For the full benchmark data, see /check/deepseek-r1-distill-qwen-14b/rtx-4090.
Troubleshooting
Long <think> traces eat KV cache far faster than a regular chat model
The R1-distill family emits explicit chain-of-thought wrapped in <think>...</think> before answering. Single-question <think> blocks routinely run 2K–4K tokens (and on hard math/code problems, much longer), so your effective KV cache pressure is 5–10× a plain Q&A model at the same context-window setting.
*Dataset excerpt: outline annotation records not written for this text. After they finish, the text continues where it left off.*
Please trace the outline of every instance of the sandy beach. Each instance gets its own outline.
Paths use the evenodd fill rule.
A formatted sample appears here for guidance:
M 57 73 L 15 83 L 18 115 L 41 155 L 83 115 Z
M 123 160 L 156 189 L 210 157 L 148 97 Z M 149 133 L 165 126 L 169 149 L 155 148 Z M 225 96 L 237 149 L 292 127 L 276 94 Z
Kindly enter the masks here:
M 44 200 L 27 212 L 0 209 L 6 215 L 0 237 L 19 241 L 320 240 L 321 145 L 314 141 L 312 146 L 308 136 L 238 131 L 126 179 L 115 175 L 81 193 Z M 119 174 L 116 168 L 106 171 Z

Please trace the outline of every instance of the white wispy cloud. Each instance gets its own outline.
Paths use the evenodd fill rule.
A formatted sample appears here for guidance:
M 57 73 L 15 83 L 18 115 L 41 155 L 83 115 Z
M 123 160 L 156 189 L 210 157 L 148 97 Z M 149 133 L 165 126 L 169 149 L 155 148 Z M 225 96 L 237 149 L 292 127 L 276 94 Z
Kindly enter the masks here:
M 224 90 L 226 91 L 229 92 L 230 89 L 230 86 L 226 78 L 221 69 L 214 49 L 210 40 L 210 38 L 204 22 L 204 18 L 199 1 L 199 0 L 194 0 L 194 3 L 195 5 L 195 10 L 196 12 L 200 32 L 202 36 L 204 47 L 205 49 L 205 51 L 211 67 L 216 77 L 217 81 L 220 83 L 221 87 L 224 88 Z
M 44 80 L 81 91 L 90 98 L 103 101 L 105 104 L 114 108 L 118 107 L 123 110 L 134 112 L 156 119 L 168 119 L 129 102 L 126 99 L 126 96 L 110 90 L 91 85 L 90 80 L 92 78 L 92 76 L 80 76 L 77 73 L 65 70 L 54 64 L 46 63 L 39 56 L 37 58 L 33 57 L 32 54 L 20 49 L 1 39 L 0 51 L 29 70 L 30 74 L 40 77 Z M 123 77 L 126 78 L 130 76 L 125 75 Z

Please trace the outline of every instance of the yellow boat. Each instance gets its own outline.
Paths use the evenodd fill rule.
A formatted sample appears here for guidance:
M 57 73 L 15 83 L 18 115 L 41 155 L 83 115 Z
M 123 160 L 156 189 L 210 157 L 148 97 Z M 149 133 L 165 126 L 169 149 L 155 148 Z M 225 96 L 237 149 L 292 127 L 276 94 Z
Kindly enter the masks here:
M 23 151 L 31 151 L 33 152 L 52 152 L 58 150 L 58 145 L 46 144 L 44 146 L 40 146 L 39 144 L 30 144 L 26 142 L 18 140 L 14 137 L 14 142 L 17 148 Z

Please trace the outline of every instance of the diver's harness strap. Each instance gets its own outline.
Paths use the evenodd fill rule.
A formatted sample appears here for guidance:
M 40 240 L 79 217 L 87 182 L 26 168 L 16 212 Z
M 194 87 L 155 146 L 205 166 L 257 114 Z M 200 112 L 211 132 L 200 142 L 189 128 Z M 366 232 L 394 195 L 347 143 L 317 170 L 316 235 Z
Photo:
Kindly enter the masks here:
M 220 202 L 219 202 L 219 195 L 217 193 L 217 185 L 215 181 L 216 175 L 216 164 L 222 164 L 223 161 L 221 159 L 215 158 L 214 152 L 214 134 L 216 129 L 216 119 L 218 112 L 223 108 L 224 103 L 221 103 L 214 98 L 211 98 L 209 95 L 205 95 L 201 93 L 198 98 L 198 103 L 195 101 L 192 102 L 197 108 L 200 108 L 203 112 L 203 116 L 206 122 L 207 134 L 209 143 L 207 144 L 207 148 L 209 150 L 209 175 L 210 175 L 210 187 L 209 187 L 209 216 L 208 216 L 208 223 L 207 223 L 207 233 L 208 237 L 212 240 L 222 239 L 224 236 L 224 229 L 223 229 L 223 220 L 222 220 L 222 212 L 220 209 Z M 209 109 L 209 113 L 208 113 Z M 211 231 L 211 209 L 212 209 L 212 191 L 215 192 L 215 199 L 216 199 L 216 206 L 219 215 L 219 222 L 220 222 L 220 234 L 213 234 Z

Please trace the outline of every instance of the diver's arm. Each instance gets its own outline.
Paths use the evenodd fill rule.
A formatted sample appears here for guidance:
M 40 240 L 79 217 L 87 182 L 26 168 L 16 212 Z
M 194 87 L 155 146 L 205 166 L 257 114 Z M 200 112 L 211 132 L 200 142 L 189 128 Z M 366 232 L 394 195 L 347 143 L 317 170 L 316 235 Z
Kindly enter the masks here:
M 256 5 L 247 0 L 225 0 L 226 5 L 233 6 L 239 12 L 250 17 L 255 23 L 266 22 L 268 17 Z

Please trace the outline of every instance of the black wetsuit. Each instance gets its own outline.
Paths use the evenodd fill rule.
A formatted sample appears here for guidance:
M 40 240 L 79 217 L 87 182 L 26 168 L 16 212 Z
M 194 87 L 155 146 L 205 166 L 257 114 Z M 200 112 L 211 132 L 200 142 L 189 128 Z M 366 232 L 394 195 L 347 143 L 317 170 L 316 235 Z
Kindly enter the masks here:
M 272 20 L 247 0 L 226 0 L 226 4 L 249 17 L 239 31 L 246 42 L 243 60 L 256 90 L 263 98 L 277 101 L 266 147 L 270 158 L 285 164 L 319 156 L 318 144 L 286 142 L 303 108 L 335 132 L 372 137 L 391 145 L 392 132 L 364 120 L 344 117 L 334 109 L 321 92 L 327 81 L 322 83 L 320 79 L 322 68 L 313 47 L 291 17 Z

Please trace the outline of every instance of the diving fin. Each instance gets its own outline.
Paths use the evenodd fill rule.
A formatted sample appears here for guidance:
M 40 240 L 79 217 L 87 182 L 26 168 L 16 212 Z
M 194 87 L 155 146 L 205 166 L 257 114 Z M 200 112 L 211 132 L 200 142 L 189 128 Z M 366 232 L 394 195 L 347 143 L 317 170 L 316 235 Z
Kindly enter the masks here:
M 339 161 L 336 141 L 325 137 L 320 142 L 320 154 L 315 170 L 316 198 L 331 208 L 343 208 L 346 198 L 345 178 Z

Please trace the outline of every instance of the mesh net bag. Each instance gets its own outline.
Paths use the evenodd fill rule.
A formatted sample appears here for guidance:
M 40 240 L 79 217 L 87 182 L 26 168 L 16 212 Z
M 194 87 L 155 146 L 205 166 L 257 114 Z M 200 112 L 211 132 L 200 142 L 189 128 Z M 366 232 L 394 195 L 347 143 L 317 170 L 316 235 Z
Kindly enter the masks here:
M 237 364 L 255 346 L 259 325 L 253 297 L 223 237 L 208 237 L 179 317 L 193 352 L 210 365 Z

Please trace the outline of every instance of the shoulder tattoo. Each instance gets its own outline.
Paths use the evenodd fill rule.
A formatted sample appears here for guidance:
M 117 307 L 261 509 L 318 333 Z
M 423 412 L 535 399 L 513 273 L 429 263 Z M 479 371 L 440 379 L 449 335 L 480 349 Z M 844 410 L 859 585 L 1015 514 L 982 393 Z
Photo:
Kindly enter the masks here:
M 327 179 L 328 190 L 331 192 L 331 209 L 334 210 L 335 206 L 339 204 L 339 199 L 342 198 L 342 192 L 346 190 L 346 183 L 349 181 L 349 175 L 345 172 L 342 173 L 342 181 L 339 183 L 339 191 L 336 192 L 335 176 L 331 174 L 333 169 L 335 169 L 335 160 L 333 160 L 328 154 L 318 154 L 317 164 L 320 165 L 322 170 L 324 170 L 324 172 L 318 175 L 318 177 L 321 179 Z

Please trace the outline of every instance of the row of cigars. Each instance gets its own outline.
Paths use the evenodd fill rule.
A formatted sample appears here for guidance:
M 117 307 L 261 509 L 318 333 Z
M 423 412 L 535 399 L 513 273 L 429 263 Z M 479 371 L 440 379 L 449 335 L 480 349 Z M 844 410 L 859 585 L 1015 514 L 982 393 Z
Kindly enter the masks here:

On a 24 GB card you can push to 64K context at Q4_K_M with --cache-type-k q8_0 --cache-type-v q8_0 --flash-attn per jamesflare's RTX 4090 deployment writeup ("If running the same configuration for a 14B q4_K_M quantized model, it can achieve a context length of 64K"), but at default 32K context you'll usually be fine. If you start seeing OOM mid-generation, lower --ctx-size first before downgrading the quant.
Model produces empty <think> blocks or skips reasoning
Per the official model card: "To ensure that the model engages in thorough reasoning, we recommend enforcing the model to initiate its response with <think>\n at the beginning of every output." If your chat client/template strips the leading <think>\n, the model may bypass reasoning entirely. Ollama's built-in template handles this correctly; if you're using llama-cpp-python or transformers directly, set the assistant message prefix to <think>\n explicitly.
Adding a system prompt degrades responses
Same model card: "Avoid adding a system prompt; all instructions should be contained within the user prompt." This is unusual versus most chat-tuned models. If you're routing through a wrapper (LangChain, LiteLLM, etc.) that auto-injects a default system message, disable it for this model.
License clarification
The model is released under the MIT License — commercial use, redistribution, and derivative works (including further distillation) are permitted. Note that the base Qwen2.5-14B it's distilled from is Apache 2.0; the distilled weights inherit MIT terms per the DeepSeek-R1 repository.